What's not so nice about this example are the derivatives: \begin{align*}g'(x) &= \frac{2}{x^3}\exp(-1/x^2), \\ g''(x) &= \left(-\frac{6}{x^4}+\frac{4}{x^6}\right)\exp(-1/x^2), \\ \ldots \end{align*}

So obviously we have to calculate the derivative of $g$ in $x = 0$ by using the definition of the derivative.

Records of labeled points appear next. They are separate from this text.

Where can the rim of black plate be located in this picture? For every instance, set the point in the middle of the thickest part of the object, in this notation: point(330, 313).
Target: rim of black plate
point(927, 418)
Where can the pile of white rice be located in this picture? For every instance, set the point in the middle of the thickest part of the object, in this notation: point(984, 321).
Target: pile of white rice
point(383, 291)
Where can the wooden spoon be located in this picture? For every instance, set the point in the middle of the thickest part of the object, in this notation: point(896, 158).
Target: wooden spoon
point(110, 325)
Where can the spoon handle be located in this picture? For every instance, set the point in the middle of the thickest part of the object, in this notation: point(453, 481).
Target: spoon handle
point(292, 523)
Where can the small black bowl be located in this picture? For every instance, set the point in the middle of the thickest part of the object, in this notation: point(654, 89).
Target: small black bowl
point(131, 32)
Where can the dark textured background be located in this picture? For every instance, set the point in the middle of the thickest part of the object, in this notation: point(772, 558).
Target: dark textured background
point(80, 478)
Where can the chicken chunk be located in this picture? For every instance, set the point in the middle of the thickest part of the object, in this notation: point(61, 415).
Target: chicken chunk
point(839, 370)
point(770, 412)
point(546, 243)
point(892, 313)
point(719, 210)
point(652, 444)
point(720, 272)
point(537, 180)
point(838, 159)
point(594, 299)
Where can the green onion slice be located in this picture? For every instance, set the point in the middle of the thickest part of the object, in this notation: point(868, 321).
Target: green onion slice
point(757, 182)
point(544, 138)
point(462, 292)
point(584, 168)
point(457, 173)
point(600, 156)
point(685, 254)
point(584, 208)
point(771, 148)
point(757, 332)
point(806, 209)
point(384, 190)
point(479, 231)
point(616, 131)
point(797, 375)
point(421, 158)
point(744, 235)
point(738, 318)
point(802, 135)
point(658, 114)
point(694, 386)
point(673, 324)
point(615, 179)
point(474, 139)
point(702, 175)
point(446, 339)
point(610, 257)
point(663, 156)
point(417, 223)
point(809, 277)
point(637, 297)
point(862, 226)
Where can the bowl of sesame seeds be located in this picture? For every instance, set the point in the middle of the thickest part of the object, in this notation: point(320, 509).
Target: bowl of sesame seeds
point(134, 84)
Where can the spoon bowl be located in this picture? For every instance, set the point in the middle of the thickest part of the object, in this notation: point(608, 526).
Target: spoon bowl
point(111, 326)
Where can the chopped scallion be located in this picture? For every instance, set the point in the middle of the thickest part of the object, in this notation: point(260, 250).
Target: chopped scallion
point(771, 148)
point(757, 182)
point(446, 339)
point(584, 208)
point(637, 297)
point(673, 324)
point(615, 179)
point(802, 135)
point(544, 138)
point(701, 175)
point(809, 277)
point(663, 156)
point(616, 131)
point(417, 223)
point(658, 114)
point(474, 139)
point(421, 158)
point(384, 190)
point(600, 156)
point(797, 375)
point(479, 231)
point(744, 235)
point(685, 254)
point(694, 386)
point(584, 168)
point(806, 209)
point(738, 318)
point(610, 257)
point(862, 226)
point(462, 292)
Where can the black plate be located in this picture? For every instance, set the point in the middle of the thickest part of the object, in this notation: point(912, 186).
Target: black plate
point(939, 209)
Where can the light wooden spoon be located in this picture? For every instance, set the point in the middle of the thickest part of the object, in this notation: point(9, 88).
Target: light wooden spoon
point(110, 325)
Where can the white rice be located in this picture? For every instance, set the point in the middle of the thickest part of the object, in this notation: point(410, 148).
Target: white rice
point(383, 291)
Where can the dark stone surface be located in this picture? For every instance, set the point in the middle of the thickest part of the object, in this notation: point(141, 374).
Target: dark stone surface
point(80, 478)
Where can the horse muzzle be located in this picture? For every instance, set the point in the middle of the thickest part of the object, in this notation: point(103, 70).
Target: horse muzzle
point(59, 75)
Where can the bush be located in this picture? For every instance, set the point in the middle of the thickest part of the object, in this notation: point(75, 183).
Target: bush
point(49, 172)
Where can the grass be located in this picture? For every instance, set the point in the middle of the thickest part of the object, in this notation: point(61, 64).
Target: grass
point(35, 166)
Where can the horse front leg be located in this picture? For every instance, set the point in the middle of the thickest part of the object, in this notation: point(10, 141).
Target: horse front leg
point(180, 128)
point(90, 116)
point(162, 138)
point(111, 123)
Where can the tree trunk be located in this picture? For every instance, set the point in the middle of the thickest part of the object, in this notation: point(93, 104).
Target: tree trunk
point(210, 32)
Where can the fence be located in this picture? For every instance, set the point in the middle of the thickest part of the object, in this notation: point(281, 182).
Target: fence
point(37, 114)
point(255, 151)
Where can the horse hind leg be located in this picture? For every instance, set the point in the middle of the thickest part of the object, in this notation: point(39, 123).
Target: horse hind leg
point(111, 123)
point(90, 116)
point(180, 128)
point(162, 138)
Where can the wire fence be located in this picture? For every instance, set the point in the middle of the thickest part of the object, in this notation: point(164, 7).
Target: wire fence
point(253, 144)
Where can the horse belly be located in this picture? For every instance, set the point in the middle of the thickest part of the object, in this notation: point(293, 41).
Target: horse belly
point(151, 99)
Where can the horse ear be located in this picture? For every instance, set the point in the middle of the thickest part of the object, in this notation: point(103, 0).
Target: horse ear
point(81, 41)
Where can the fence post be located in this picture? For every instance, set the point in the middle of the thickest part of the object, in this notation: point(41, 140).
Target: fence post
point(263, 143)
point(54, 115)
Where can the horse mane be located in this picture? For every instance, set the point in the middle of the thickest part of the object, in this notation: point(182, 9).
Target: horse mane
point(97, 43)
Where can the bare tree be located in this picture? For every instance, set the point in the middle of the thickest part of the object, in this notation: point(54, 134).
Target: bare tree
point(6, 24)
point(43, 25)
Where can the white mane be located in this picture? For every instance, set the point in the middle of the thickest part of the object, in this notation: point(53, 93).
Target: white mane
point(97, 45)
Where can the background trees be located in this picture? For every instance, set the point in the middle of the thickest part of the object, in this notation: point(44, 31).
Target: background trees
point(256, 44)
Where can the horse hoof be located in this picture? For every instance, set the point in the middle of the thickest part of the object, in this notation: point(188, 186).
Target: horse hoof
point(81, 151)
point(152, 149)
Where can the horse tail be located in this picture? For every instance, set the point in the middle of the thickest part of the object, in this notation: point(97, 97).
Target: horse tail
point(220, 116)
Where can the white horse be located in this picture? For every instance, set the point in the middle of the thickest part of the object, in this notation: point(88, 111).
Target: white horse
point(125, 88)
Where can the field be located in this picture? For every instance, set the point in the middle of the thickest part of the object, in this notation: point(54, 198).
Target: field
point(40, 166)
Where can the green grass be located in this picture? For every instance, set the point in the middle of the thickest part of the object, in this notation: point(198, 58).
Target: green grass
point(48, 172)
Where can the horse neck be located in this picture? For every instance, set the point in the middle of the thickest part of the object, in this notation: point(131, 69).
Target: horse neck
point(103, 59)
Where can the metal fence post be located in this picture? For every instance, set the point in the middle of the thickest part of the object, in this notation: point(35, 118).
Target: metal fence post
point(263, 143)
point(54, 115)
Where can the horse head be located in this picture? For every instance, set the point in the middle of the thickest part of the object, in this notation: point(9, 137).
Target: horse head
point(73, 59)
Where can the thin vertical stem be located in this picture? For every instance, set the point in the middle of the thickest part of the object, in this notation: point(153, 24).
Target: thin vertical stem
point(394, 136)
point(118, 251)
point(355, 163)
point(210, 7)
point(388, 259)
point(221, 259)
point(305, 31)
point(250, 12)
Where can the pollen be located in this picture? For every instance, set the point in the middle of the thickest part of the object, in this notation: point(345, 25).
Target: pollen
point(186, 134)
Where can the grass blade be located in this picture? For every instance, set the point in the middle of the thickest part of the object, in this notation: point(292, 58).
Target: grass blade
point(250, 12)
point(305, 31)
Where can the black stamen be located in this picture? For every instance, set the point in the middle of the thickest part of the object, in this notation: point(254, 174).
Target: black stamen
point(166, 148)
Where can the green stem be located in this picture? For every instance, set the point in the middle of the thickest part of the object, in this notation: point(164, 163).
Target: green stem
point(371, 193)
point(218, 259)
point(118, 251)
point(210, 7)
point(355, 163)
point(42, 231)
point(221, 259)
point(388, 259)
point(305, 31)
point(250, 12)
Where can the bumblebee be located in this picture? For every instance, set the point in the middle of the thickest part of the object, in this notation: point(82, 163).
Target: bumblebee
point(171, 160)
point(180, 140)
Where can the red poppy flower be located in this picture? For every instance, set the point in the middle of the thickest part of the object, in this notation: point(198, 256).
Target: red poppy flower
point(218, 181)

It is not possible to get it by "applying the rules" (e.g. $2\exp(-1/x^2)/x^3$ isn't defined for $x=0$).

The question is: Can there be a function $f\colon \mathbb{R}\rightarrow \mathbb{R}$ which has a Taylor series with radius of convergence $0$, but whose derivatives in the Taylor series can be calculated easily by just using the "usual" rules (derivatives of polynomials, product rule, chain rule, derivatives of $\exp, \sin, \ldots$)?

Solution 1:

Here is an example: $$f(x)=\frac{1}{\sqrt{\pi}}\int_{-\infty}^{\infty}e^{-t^2-x^2t^4}dt,\qquad x\in\mathbb{R}.$$ The function $f(x)$ as well as all of its derivatives are well-defined at $x=0$. Moreover, one can compute them explicitly: $$f^{(2k)}(0)=(-1)^k\frac{(4k)!}{4^{2k}k!},\qquad f^{(2k+1)}(0)=0.$$ However the radius of convergence of the Taylor series is $0$.